Not only is an alternative proposed, it's already implemented for quite a while: discrimination is illegal. Equal outcome vs equal opportunity. You can argue for any side you want, just don't pretend you don't see or don't understand the other position.


I see this as just as simple and misguided of a take as noticing that affirmative action is racist. People have been making this argument forever, we passed all laws and did all the work we needed to when we ended slavery, oh wait nope we got it right in 1967 with the civil rights act, no more work to do, the only tragedy left is that the damn "riff raff" and lefties just can't stop talking about race. They're the real racists!

This thread is depressing as fuck and really is making me rethink how often I ought come to this site, and interact with this community. And I really didn't realize how much this toxic bullshit was pervasive in tech. I am going to be participating more in DEI initiatives going forward, while taking the feedback and criticism of the OP into account.

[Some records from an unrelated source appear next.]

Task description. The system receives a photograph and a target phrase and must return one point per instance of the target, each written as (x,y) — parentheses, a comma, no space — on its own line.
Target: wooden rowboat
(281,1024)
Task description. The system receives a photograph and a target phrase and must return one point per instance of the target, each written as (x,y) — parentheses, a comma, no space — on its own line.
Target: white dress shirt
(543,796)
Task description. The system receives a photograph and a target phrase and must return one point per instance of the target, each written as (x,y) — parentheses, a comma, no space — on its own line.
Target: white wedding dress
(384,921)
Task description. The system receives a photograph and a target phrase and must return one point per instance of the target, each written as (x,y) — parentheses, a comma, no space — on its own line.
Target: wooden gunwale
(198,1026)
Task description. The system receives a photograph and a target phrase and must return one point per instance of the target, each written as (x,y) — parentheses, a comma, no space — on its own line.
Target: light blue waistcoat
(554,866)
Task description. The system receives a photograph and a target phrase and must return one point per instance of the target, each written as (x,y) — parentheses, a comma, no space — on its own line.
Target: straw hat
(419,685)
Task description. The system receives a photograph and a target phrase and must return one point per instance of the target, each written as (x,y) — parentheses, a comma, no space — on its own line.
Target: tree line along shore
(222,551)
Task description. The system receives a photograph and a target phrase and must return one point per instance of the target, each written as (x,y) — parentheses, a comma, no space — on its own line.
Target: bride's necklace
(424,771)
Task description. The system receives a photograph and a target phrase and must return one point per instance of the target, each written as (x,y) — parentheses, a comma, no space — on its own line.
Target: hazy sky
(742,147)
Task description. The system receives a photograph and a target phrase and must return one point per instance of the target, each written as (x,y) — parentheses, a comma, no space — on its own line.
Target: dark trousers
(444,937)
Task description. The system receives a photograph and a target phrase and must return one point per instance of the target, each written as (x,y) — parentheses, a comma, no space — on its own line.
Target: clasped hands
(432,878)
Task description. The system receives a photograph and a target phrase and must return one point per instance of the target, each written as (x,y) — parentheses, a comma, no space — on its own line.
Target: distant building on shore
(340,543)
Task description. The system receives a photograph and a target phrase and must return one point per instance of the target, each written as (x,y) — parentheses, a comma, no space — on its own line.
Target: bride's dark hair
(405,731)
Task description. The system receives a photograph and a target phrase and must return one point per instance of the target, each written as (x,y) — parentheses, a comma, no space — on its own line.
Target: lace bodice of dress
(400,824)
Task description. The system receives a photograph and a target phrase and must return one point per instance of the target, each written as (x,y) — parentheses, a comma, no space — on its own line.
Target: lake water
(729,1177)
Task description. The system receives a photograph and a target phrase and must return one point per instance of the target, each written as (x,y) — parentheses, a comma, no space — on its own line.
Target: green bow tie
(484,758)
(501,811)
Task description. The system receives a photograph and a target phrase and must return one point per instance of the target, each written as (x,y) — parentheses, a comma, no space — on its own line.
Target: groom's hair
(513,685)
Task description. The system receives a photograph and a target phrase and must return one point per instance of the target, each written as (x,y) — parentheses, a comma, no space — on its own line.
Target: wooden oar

I said nothing like "damn lefties" or anything similar, don't know why you are replying this to me. Nor do I understand why you had to explain how repulsive the other side of the debate is to you.

As for "simple and misguided" - that is exactly how I see affirmative action where the recipients are selected by skin color and not by socioeconomic status and where the help comes in the form of outcomes and not opportunities.


Equal opportunity as in paying reparations for slavery, Jim Crow laws, and the rest?

Or no because the statute of limitations expires while white government was busy refusing to entertain the idea?

Support for reparations is table stakes for anyone talking about "equal opportunity".


This is the general course of any thread concerning DEI on HN. It's filled with concerns about reverse-racism, and how "skin color shouldn't matter" and whatnot. The history behind why such initiatives exist is intentionally ignored.


If racism is wrong (which I believe it is), then it is always wrong, no matter which groups are benefited or harmed.